Amazon is aware that its shipping speed to rural areas sometimes leaves much to be desired. Shipping directly to a person’s home in rural areas without Amazon facilities nearby and fewer available drivers causes delays. Shipping to an Amazon locker in the nearest metro takes less shipping time, with the tradeoff being the consumer picking up the responsibility for the last leg of the process. This isn’t always a valid option for a lot of people. What if you don’t drive and you need that particular item immediately? Many members of these isolated communities may be elderly or have poverty barriers to traveling long distances. Low-wage workers often have trouble finding time to go out of their way. Sure, you could ask your neighbor or there are other services, but that isn’t providing equitable service to disadvantaged populations. That’s one of the reasons Amazon’s new strategy for rural delivery is so useful.

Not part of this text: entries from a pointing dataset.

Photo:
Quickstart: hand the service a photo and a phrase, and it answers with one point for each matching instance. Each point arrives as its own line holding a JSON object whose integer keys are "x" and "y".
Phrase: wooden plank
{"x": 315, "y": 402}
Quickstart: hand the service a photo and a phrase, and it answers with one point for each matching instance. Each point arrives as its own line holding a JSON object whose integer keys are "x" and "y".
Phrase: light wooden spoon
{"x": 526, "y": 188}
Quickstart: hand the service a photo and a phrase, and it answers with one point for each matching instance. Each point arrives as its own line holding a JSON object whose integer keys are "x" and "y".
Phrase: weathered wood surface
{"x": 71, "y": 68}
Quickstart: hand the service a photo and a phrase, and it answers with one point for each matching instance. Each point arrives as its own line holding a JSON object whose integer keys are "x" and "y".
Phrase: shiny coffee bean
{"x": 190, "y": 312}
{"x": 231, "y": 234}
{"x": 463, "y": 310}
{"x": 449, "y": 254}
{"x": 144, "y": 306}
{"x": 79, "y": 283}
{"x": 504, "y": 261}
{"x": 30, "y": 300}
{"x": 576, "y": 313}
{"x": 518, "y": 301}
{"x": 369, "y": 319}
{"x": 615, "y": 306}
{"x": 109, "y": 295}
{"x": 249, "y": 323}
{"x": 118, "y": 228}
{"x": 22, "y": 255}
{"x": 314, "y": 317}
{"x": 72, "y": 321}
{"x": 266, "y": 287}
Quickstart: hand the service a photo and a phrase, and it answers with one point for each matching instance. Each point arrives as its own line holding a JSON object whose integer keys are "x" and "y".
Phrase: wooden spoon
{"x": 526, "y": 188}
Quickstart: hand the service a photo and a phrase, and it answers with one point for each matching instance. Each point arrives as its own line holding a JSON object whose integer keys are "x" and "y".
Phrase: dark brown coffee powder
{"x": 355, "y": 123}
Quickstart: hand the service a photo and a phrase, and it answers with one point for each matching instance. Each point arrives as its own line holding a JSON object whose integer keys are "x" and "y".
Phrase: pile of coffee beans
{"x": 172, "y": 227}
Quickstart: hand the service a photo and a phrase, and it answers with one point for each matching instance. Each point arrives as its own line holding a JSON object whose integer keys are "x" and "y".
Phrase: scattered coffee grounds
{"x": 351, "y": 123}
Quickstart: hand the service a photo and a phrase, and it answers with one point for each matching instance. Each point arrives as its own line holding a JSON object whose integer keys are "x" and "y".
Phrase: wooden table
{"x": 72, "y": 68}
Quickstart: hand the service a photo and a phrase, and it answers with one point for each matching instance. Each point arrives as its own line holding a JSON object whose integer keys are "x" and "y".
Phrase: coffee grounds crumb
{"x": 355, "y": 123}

Not only do the packages get to their destinations fast, but small businesses working with Amazon add an income stream by playing a role in the package journey. For small businesses reeling from the pandemic and lagging rural economies, this work with Amazon offers an opportunity to pull in much-needed capital by doing something as simple as delivering packages in their hometown. They don’t have to drive all over creation, just in their hometown which will reduce carbon emissions. Right now, with the gas prices as they are, that’s a huge plus.

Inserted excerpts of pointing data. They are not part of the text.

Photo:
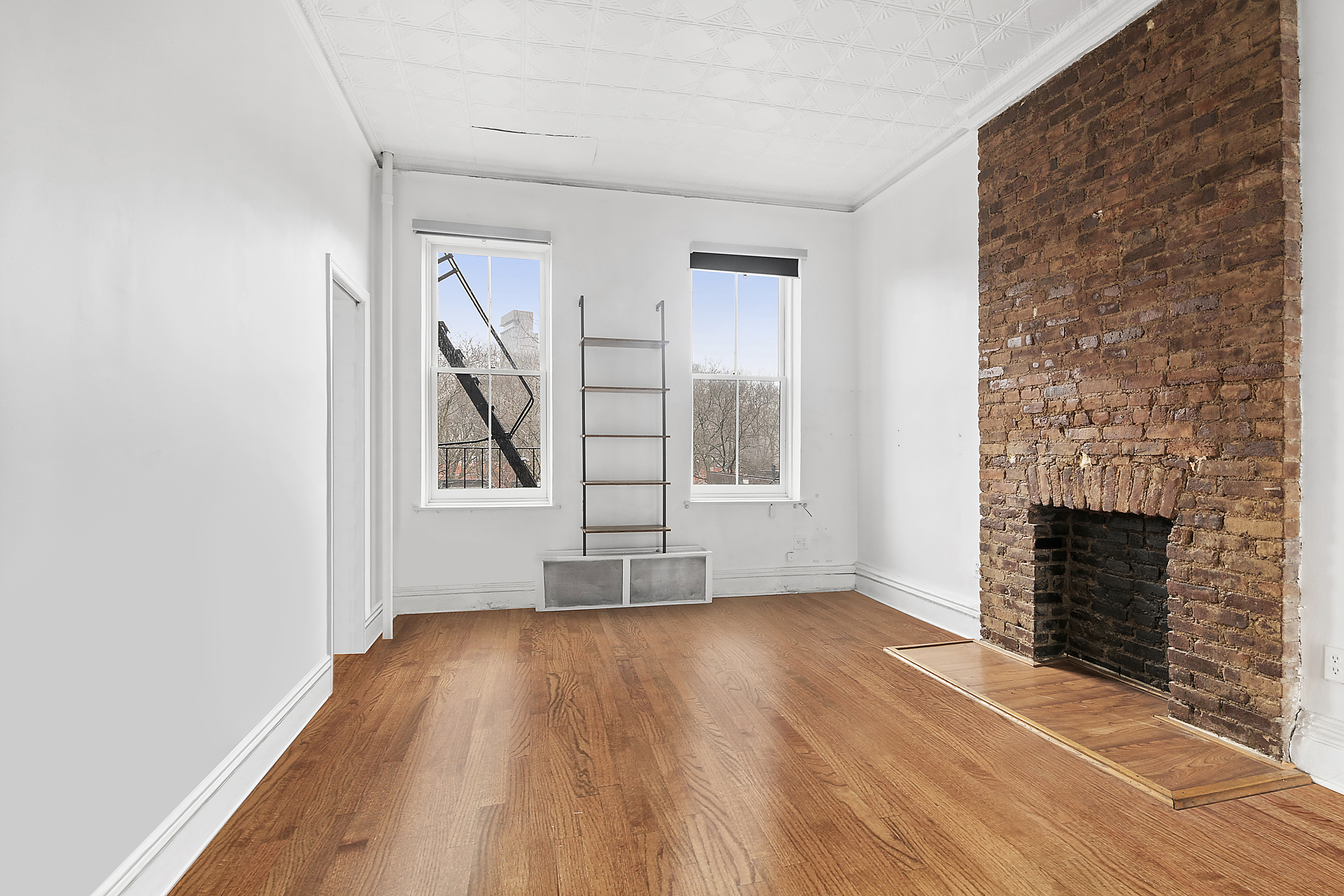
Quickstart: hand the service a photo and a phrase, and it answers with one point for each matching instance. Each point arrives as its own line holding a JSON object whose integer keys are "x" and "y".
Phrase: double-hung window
{"x": 744, "y": 371}
{"x": 487, "y": 388}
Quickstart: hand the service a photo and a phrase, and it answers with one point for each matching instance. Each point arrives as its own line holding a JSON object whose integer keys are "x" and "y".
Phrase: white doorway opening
{"x": 354, "y": 616}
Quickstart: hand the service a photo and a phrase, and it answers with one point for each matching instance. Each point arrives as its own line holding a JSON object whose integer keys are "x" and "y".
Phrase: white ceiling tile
{"x": 862, "y": 66}
{"x": 369, "y": 8}
{"x": 806, "y": 100}
{"x": 425, "y": 47}
{"x": 500, "y": 117}
{"x": 702, "y": 10}
{"x": 835, "y": 97}
{"x": 626, "y": 33}
{"x": 494, "y": 57}
{"x": 749, "y": 50}
{"x": 1048, "y": 14}
{"x": 490, "y": 17}
{"x": 361, "y": 38}
{"x": 967, "y": 84}
{"x": 554, "y": 97}
{"x": 556, "y": 64}
{"x": 954, "y": 41}
{"x": 834, "y": 21}
{"x": 418, "y": 13}
{"x": 494, "y": 92}
{"x": 1007, "y": 50}
{"x": 716, "y": 112}
{"x": 916, "y": 76}
{"x": 435, "y": 83}
{"x": 558, "y": 25}
{"x": 372, "y": 73}
{"x": 673, "y": 76}
{"x": 651, "y": 131}
{"x": 884, "y": 104}
{"x": 898, "y": 29}
{"x": 663, "y": 105}
{"x": 787, "y": 92}
{"x": 685, "y": 44}
{"x": 991, "y": 8}
{"x": 615, "y": 69}
{"x": 768, "y": 14}
{"x": 807, "y": 59}
{"x": 729, "y": 83}
{"x": 764, "y": 119}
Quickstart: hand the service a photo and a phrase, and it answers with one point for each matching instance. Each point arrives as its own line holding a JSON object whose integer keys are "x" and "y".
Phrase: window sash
{"x": 432, "y": 496}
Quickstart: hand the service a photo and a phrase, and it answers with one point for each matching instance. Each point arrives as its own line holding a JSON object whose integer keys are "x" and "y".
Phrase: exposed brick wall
{"x": 1109, "y": 574}
{"x": 1140, "y": 311}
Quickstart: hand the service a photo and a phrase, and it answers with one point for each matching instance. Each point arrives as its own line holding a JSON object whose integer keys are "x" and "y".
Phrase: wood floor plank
{"x": 755, "y": 747}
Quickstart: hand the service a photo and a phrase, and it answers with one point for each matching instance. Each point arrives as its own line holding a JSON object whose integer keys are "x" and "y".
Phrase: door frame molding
{"x": 336, "y": 276}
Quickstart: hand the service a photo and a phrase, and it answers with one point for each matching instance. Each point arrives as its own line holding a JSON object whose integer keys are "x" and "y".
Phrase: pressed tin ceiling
{"x": 808, "y": 103}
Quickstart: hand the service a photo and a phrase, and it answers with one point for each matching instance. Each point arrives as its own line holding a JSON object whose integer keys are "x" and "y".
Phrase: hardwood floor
{"x": 755, "y": 746}
{"x": 1123, "y": 729}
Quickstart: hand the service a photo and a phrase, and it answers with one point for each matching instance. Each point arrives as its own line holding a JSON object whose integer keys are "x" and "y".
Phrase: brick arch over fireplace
{"x": 1140, "y": 338}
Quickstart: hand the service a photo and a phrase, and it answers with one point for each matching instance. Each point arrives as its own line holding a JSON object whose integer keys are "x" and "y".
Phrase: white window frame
{"x": 791, "y": 426}
{"x": 432, "y": 496}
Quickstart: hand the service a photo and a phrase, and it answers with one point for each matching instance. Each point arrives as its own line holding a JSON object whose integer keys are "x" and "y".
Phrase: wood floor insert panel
{"x": 1109, "y": 722}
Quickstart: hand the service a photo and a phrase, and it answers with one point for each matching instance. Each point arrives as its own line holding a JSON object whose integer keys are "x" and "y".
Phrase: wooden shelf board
{"x": 1109, "y": 723}
{"x": 604, "y": 342}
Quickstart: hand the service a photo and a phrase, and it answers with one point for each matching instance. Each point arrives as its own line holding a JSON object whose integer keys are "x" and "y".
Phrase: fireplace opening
{"x": 1105, "y": 578}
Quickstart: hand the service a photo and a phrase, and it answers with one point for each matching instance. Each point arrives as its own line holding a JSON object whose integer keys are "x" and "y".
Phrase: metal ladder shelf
{"x": 601, "y": 342}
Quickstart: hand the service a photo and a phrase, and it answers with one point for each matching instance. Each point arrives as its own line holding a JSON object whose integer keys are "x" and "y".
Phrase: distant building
{"x": 517, "y": 331}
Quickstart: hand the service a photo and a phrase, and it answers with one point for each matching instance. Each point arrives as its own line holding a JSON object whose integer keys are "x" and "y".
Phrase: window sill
{"x": 486, "y": 506}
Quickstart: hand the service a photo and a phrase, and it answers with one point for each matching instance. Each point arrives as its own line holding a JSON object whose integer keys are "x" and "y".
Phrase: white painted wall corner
{"x": 156, "y": 864}
{"x": 943, "y": 610}
{"x": 1318, "y": 749}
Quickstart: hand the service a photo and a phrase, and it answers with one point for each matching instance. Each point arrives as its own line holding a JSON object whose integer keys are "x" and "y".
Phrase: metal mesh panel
{"x": 662, "y": 579}
{"x": 583, "y": 584}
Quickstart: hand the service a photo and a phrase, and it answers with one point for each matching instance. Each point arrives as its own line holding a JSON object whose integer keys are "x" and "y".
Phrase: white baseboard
{"x": 1318, "y": 749}
{"x": 941, "y": 610}
{"x": 794, "y": 579}
{"x": 457, "y": 598}
{"x": 156, "y": 864}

There are other pluses to this too. By working with small businesses, Amazon is bolstering rural economies and empowering isolated communities. They’ll have more purchasing power, which is a win for everyone. Amazon is actively helping small businesses and it’s a great reverse on the trend of forced obsolescence we usually see when big-box retailers are involved.

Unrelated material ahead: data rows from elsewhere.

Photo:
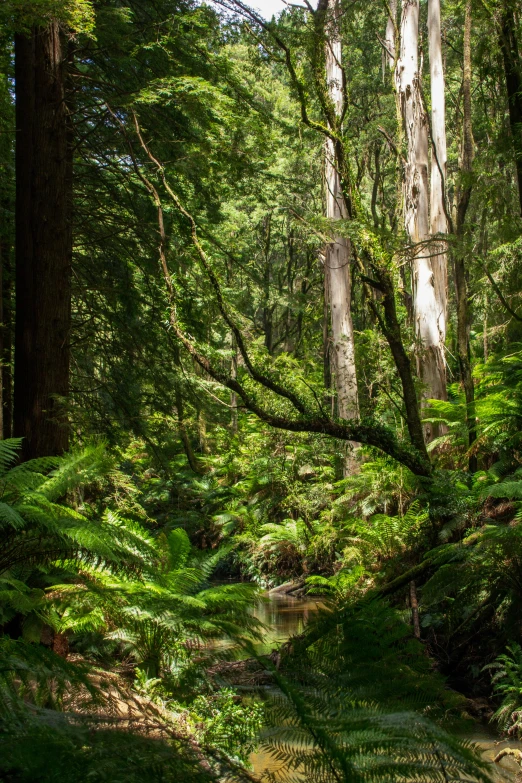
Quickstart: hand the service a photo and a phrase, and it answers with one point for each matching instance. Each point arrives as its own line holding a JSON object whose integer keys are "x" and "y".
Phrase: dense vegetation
{"x": 260, "y": 322}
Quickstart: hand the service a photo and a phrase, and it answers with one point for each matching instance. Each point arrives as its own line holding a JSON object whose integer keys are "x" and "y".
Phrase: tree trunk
{"x": 233, "y": 395}
{"x": 461, "y": 283}
{"x": 511, "y": 58}
{"x": 338, "y": 251}
{"x": 430, "y": 356}
{"x": 389, "y": 38}
{"x": 438, "y": 220}
{"x": 43, "y": 241}
{"x": 7, "y": 377}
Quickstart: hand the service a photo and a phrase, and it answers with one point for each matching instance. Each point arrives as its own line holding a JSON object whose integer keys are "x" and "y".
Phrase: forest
{"x": 260, "y": 342}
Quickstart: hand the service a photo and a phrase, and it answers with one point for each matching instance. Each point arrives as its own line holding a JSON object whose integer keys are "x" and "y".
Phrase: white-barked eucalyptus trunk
{"x": 438, "y": 220}
{"x": 426, "y": 309}
{"x": 338, "y": 251}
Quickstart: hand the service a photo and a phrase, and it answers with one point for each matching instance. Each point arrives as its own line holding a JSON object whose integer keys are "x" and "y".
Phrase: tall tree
{"x": 430, "y": 355}
{"x": 463, "y": 199}
{"x": 338, "y": 251}
{"x": 513, "y": 78}
{"x": 438, "y": 220}
{"x": 43, "y": 240}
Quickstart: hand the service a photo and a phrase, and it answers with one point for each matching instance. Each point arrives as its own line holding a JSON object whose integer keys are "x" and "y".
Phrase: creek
{"x": 286, "y": 616}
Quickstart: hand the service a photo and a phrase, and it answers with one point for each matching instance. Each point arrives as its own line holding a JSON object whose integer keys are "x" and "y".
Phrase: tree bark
{"x": 461, "y": 283}
{"x": 438, "y": 220}
{"x": 430, "y": 353}
{"x": 43, "y": 241}
{"x": 414, "y": 609}
{"x": 389, "y": 38}
{"x": 513, "y": 78}
{"x": 338, "y": 251}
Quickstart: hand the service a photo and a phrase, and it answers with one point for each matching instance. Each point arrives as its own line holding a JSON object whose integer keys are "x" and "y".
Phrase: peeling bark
{"x": 461, "y": 282}
{"x": 438, "y": 220}
{"x": 427, "y": 314}
{"x": 338, "y": 251}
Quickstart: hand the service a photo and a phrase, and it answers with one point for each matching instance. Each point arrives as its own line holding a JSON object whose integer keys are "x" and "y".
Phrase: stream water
{"x": 285, "y": 616}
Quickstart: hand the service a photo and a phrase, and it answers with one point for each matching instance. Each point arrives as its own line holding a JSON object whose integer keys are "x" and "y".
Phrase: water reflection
{"x": 284, "y": 616}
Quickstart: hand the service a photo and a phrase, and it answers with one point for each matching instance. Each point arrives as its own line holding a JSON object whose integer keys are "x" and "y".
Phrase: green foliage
{"x": 507, "y": 684}
{"x": 342, "y": 712}
{"x": 228, "y": 723}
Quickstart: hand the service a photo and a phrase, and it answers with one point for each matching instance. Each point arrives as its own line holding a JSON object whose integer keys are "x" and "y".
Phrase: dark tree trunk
{"x": 6, "y": 397}
{"x": 43, "y": 242}
{"x": 510, "y": 55}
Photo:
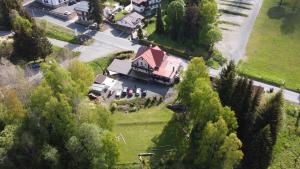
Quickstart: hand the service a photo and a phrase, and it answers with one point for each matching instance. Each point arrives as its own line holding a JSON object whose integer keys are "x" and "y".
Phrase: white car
{"x": 118, "y": 93}
{"x": 138, "y": 92}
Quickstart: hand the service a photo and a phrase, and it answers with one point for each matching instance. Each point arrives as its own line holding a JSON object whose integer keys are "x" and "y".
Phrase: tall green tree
{"x": 95, "y": 11}
{"x": 5, "y": 8}
{"x": 208, "y": 119}
{"x": 226, "y": 83}
{"x": 175, "y": 15}
{"x": 160, "y": 28}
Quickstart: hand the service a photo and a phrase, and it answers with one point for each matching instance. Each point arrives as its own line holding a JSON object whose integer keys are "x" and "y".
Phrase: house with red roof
{"x": 155, "y": 63}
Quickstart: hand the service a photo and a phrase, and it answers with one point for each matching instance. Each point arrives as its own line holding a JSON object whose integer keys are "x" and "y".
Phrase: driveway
{"x": 153, "y": 89}
{"x": 236, "y": 35}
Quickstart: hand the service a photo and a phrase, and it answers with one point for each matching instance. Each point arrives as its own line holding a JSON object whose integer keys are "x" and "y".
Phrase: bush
{"x": 218, "y": 57}
{"x": 113, "y": 107}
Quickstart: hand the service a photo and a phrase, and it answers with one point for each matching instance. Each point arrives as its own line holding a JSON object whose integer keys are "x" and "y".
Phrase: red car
{"x": 130, "y": 93}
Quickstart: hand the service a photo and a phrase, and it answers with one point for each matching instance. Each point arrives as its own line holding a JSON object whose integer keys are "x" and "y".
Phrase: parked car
{"x": 138, "y": 92}
{"x": 130, "y": 92}
{"x": 110, "y": 93}
{"x": 92, "y": 96}
{"x": 118, "y": 93}
{"x": 144, "y": 93}
{"x": 124, "y": 92}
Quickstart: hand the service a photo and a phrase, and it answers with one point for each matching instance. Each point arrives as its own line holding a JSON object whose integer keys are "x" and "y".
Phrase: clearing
{"x": 273, "y": 49}
{"x": 138, "y": 129}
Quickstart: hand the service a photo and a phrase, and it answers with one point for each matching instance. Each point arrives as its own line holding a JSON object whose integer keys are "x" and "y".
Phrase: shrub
{"x": 218, "y": 57}
{"x": 113, "y": 107}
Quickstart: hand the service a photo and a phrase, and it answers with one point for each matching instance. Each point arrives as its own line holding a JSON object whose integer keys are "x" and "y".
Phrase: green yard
{"x": 273, "y": 51}
{"x": 57, "y": 32}
{"x": 287, "y": 150}
{"x": 138, "y": 130}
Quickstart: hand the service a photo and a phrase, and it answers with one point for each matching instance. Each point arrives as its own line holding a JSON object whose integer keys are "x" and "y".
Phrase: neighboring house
{"x": 157, "y": 64}
{"x": 146, "y": 7}
{"x": 53, "y": 3}
{"x": 130, "y": 22}
{"x": 82, "y": 10}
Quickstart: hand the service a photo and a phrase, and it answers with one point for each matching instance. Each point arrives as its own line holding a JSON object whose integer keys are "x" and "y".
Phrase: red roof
{"x": 154, "y": 56}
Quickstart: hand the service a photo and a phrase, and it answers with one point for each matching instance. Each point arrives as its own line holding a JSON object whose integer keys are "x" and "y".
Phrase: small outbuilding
{"x": 130, "y": 22}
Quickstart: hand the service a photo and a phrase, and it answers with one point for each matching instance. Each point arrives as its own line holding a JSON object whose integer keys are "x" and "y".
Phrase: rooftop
{"x": 131, "y": 20}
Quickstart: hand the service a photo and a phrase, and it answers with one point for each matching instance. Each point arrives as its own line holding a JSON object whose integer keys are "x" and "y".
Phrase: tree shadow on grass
{"x": 170, "y": 145}
{"x": 276, "y": 12}
{"x": 290, "y": 18}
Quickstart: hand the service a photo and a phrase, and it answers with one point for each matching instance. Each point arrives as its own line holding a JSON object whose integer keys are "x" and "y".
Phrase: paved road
{"x": 235, "y": 38}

If you’re struggling with supply chain issues, consider taking a page out of Amazon’s book. Get in touch with local small businesses in your area and see if you can come to a mutually beneficial arrangement. If you are a small business, be open to partnerships and opportunities to diversify your income to help stabilize yourself in an uncertain market. It’ll help you both in the long run, increasing the resiliency of both businesses.